La crisi c’è stata, inutile nasconderlo: una crepa si è aperta tra Cristo e gli amici più fidati. Forse per questo, tempo qualche giorno, l’Iddio in persona auto-commissiona un sondaggio: “Vediamo come stiamo in fatto di comprensione di Me”, ragiona tra sé. Sa d’essere più che un genio, è Figlio di Dio. Dunque ha calcolato il rischio di venire frainteso: ogni pensatore che sia un po’ profondo, calcola d’essere frainteso piuttosto che capito. Ecco, dunque, lo sferragliare della domanda più rischiosa: “(Amicimiei), la gente chi dice che io sia?” chiede Cristo. È audace chiedere da sé che cosa pensano gli altri di noi.

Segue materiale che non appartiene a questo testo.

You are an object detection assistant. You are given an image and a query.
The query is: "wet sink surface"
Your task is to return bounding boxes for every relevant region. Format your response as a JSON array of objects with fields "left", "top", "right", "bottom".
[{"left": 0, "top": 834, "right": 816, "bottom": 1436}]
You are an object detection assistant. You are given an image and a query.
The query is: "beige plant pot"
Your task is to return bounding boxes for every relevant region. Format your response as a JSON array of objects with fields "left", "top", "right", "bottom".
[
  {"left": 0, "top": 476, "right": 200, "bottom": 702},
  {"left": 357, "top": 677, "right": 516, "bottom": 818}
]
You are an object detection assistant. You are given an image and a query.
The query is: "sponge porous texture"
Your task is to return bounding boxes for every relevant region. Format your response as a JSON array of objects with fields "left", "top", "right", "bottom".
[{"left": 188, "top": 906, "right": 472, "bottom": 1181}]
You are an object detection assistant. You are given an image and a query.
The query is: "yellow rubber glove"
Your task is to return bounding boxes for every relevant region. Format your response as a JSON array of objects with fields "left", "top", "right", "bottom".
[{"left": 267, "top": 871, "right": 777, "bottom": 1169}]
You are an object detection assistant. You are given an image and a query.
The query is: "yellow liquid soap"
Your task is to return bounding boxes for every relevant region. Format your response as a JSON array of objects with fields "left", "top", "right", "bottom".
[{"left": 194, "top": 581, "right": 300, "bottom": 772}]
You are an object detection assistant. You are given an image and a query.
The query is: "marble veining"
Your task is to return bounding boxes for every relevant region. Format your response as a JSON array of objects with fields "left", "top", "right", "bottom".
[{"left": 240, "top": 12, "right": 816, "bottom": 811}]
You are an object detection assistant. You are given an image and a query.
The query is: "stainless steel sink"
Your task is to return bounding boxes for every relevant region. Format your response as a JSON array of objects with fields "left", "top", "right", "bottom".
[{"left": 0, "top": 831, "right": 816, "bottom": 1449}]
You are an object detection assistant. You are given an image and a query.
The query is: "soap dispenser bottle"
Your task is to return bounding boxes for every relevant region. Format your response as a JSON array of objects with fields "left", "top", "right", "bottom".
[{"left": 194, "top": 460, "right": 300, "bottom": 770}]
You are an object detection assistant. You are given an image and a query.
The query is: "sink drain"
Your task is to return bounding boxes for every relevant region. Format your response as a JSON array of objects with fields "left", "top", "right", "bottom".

La risposta è alquanto scontata: “Giovanni Battista, altri dicono Elia e altri uno dei profeti“. Cioè, dicono, tutti ti paragonano col passato: per loro non c’è nessuna novità in te. “La storia degli uomini – è lo scrittore José Saramago – è la storia dei loro fraintendimenti con dio: né lui capisce noi, né noi capiamo lui”. È proprio così? Cristo è navigato in materia: sa bene che le parole che Gli escono dalla bocca sono come lettere che scriviamo a qualcuno. La lettera, quando tu la infili nella busta, cambia completamente. Non è più tua, diventa del destinatario. Quello che tu volevi dire è sparito nel batter d’occhio in cui tu l’hai sigillata: resta solo ciò che capisce il tuo destinatario.

Le parole di Cristo sono lettere delicate: vuol rendersi conto se ciò che ha scritto è ciò che hanno capito gli amici. Al parere della folla non dà peso: restringe lo zoom, sonda il terreno tra coloro che più gli sono vicino. Alla sua famiglia ambulante chiede: “Ma voi, chi dite che io sia?

I Dodici sono spalle al muro. Prende la parola il capoclasse Pietro: “Tu sei il Cristo“. È così evidente che sia Lui, che Pietro pensa: “Se non sono sicuro di questo, non posso esserlo neanche di me stesso”. Crisi risolta: almeno gli amici hanno acciuffato al volo il cuore della sua regalità. Tempo qualche istante, però, e la fessura si riapre.

Cristo, nel sentire quell’esclamazione, coglie la palla al balzo. Prova ad accelerare: “Cominciò ad insegnare loro che il Figlio dell’Uomo doveva soffrire molto“. Cioè inizia a dire loro che la bellezza non sarà senza la disperazione: passione è il tempo futuro del Cristo. In duplice copia: la passione come bellezza e batticuore. Anche come sofferenza brutale, chiodi sulla croce, sangue ovunque. E Pietro, tra sé, rimugina: “Va ben tutto: ma il fatto di vedere il mio Re soffrire, venire schiaffeggiato? No, questo no!”, Glielo dice così, forse più per premura che per viltà: “Si mise a rimproverarlo“. Non pubblicamente, però: “Lo prese in disparte” il suo Gesù. Gesto d’affettuosa partecipazione, dettaglio d’amore sopraffine: certe correzioni, non si fanno nella piazzetta, han bisogno d’intimità. Non l’avesse fatto: “Va’ dietro a me, Satana! Perché tu non pensi secondo Dio ma secondo gli uomini“.

L’amico diventa Satàn. Cosa avrà fatto di così imbecille da meritarsi d’essere diavolaccio? Semplice: si era messo in testa di andare davanti lui a comandare. A comandare Cristo. Per questo gli dice di andare dietro: “La strada, permetti, la traccio io: non allargarti troppo”. E Pietro muto come un pesce. Capisce di avere frainteso tanto. Lui pensava una cosa di Cristo: poi ha capito che non aveva capito quanto costasse la felicità. È così: il capire può richiedere una vita intera, il fraintendere è questione di pochi attimi.

Pietro, come me, voleva ritrovare se stesso nel Cristo: lo voleva come se lo era immaginato nella sua camera. Si era illuso di essersi sistemata la vita seguendo il Re più forte? Può essere: l’illusione ti aiuta a sognare ma non a sperare. Non c’è nulla di più facile che illudersi: ciò che tu desideri, credi che sia vero. “Chi vuol salvare la propria vita, Pietro, la perderà” (cfr Mc 8,27-35). S’è (ri)messo dietro a Cristo: “Chiuso con le illusioni – dice Pietro –: ci sono stato troppo male”. Le illusioni tra pochi giorni riproveranno a buttare giù la sua porta, però. “A fraintendersi son capaci tutti, Pietro. Vuoi mettere la rivoluzione di capirsi?” l’avrà consolato poi il Cristo. Non è stato tempo perso: perdere un’illusione è come trovare una verità.